Her touch had made him feel sick at times, but it was a warmer and gentler touch than he would get from anyone else. He found himself missing her, even missing the nausea and the fear that came with his bedroom door opening in the middle of the night.

She had not been the first, nor the last person to make him feel that way, even before Vucelich.

There’s a pang of nostalgia for it all, especially now that Vucelich has simply… stopped.

He’d brushed off Carter’s inquiry about studying under Vucelich directly, and when Carter had foolishly decided to wait at Vucelich’s office later to get answers, all he’d been told was that he and Benton were more trouble than they were worth, before being told quite bluntly to leave.

Carter can’t help but feel like the ground is being ripped up underneath him.

He’d spent months on his knees, bent over, doing whatever Vucelich wanted, and then this, some argument with Benton over study inclusions and… nothing.

He’s dizzy. His palms are too hot, his legs feel wrong, like they aren’t really underneath him anymore.

If he’s really honest with himself, he feels more than a little insulted, offended really, that Vucelich could just cut him loose so calmly, that Benton was willing to toss aside every degrading act Carter had forced himself to perform for Benton’s sake—

He shakes his head rapidly, making himself feel even further off kilter. No, no, this wasn’t Benton’s fault. Benton doesn’t even know. Nobody does. Nobody ever will.

“John?”

Harper’s voice snaps him out of the fog.

“Are you okay?” She’s looking at him with eyes full of concern, and he feels heat rise in his cheeks in utter shame that she’d witnessed his little panic attack.

He forces a smile back onto his face, and laughs, a little too loud.

“Yeah, yeah, I’m fine, I was just, uh, you know,” Carter scrambles suddenly, trying to work out what to say, how to finish his thought.

Harper waits patiently, her eyes boring into him. He can feel her working something out inside her head, analysing him, making her own diagnosis just from looking—

“I was just… angry, at Benton, you know, he quit the study, and I enjoyed working on it, so…” Carter trails off, hoping she’ll let it go.

Harper stares at him for a long, tense moment.

“Okay,” she says, eventually, still looking sceptical. She changes the subject swiftly, and Carter feels himself sag in relief again.

The bruises will fade. The nightmares will become bearable. The nausea will abate.
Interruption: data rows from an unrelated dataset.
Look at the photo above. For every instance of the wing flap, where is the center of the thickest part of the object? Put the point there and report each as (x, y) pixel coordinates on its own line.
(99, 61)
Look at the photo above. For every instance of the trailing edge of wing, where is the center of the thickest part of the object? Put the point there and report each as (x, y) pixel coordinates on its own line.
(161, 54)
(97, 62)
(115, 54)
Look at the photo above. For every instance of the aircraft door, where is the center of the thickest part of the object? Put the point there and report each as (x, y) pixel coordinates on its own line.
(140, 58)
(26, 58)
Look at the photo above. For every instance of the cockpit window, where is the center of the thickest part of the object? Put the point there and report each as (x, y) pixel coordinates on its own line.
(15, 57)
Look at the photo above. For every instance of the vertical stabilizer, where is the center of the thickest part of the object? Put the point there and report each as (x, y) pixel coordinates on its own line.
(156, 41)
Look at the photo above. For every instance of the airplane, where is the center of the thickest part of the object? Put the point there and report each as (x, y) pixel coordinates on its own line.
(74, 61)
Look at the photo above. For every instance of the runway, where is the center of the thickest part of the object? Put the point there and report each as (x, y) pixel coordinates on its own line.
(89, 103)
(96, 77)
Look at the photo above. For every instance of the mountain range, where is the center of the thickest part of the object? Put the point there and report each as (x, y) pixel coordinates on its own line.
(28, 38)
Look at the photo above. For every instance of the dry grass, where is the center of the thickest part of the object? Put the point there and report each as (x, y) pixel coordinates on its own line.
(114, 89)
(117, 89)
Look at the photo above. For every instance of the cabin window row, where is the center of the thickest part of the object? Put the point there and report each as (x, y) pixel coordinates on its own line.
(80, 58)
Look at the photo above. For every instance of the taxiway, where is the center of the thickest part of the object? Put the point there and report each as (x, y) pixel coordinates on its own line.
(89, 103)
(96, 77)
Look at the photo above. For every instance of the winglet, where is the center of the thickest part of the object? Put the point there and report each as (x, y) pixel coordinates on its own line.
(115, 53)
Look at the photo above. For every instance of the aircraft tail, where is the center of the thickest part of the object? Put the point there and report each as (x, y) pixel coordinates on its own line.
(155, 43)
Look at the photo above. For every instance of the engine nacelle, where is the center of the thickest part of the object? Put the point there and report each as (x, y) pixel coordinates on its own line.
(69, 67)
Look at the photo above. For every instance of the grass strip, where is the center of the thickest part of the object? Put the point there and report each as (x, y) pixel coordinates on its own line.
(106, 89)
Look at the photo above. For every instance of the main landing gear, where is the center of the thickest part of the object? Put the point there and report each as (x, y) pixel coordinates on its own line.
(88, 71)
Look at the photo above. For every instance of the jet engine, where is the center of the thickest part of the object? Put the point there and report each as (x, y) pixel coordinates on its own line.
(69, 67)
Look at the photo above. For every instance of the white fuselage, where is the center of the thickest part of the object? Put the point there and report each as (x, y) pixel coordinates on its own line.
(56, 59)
Vucelich is done with him now, just like Sophie was, just like other people buried so deep that he’ll never unearth his memories of them again.

It’s over, he tells himself, allowing himself to get swept into the more optimistic conversation as Harper tells him about some last-minute tickets to a music club she got her hands on.

“I’m sure we could both use a distraction,” she says, pointedly enough that Carter knows she’ll be asking about what’s been going on again. He knows he’ll have to come up with more deflections, and excuses, and it will only be so long before she gets tired of it all.

He smiles easily back at her, knowing he will take the last few months to his grave, like always.